How 'A Beautiful Day' stacks up financially against Pittsburgh-filmed movies
It’s the anti 21st-century movie. The story moves along deliberately with plenty of pregnant pauses in the dialogue. And while there is conflict at the heart of the story, the resolution is reached through a calm and carefully considered process fostered by the film’s hero, Fred Rogers.
“A Beautiful Day in the Neighborhood,” in other words, is not typical multiplex movie fare in this age of action cinema.

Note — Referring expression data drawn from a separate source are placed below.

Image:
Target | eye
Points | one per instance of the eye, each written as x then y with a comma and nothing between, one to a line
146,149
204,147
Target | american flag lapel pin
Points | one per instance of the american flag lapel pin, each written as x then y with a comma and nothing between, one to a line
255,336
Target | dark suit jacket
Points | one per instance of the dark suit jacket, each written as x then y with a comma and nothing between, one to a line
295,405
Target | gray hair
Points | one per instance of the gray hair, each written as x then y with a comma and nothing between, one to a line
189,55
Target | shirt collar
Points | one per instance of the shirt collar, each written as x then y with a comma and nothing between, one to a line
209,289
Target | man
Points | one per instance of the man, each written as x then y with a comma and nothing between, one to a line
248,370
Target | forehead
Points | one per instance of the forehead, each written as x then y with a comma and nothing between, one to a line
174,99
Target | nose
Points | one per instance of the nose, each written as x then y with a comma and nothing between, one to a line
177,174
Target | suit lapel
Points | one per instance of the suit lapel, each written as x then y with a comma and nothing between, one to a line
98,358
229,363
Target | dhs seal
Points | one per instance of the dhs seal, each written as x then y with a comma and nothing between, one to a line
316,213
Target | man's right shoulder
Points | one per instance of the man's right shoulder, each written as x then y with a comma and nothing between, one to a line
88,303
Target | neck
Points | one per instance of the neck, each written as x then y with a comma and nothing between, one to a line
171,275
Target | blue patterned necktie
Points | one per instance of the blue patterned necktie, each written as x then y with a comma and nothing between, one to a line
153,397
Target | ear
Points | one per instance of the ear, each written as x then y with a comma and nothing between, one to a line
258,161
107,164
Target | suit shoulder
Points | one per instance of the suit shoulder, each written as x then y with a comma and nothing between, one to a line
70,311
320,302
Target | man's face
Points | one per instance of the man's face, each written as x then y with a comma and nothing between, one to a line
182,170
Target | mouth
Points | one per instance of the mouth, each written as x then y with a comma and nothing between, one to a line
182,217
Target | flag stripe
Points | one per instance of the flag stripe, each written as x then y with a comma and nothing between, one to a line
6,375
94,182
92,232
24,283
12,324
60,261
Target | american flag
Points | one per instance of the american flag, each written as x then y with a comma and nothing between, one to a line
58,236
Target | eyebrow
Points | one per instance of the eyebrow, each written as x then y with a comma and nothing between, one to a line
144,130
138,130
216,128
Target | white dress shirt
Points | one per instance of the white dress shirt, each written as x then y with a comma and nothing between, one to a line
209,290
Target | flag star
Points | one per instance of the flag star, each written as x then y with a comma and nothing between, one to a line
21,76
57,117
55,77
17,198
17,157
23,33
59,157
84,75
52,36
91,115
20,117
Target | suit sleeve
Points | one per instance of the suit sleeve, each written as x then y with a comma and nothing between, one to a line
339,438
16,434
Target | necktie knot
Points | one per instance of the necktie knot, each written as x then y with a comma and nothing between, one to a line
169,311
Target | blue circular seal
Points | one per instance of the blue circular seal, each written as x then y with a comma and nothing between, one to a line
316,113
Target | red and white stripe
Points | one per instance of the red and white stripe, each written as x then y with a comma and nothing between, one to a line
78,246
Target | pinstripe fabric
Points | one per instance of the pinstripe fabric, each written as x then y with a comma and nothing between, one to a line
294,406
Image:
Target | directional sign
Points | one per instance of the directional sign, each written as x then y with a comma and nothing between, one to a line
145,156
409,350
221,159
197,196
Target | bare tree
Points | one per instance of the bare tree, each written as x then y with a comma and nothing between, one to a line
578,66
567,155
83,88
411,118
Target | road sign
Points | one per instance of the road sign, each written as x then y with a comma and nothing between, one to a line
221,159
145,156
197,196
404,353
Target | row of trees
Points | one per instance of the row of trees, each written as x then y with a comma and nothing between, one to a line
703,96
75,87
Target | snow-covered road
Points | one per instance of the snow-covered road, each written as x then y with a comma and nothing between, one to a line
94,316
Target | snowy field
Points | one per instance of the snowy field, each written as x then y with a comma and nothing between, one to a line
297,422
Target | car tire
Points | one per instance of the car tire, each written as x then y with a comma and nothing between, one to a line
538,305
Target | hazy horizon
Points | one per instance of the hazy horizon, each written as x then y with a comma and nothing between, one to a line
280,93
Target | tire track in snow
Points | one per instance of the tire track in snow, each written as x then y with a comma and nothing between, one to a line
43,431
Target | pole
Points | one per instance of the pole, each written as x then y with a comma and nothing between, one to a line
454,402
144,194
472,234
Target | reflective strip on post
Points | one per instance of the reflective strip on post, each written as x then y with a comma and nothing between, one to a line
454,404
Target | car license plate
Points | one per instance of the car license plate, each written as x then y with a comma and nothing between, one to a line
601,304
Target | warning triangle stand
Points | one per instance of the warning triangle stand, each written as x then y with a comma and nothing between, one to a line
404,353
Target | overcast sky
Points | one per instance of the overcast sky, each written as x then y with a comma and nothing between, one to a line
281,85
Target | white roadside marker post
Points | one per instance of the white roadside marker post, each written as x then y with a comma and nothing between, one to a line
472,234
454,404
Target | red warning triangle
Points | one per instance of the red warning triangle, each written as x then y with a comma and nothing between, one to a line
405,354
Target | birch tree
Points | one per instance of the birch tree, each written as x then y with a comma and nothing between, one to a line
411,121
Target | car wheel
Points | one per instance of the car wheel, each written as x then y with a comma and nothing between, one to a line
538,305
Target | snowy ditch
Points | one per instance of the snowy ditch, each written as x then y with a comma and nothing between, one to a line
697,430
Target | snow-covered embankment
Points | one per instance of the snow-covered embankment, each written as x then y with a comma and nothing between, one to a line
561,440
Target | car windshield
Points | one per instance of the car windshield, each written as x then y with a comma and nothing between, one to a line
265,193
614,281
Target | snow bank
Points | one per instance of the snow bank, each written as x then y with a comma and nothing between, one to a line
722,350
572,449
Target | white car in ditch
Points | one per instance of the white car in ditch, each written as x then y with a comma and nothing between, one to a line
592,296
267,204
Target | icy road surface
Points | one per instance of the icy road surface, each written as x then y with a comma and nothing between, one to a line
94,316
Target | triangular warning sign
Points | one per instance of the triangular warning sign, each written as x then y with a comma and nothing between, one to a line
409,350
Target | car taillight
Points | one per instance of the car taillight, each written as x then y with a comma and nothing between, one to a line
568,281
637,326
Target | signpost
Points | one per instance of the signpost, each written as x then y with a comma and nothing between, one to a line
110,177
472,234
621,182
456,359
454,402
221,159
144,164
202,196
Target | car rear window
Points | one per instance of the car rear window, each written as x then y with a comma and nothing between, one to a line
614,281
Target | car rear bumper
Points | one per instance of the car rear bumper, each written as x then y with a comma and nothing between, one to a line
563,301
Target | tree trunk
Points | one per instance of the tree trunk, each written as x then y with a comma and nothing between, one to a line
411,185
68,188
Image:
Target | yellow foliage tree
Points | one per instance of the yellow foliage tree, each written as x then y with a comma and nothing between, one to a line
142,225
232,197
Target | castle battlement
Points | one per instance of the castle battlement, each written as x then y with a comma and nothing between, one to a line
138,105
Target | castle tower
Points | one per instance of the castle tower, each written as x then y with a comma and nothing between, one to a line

It opened nationally against blockbusters like “Frozen 2” and “Knives Out.” Despite such formidable obstacles, Forbes Magazine reported that the story of what happens to a cynical magazine writer after he interviews Mister Rogers made $35.7 million in its first 10 days in theaters. The movie took in $17.3 million of that over Thanksgiving weekend.
Here is how the opening weekend of “A Beautiful Day” compares with five other movies filmed at least partially in Pittsburgh since 2010:
- “The Dark Knight Rises” (2012) $161 million
- “The Perks of Being a Wallflower” (2012) $228,000
- “Jack Reacher” (2012) $15 million
- “Foxcatcher” (2014) $271,000
- “Concussion” (2015) $49 million
It remains to be seen whether “A Beautiful Day,” starring Tom Hanks as Fred Rogers and Matthew Rhys as writer Lloyd Vogel, has the legs to carry it through a successful December holiday stretch.
But the film has been receiving favorable reviews from critics and moviegoers and should be generating Oscar buzz, particularly for Hanks, a two-time Academy Award winner who seems a good bet to receive another best actor nomination.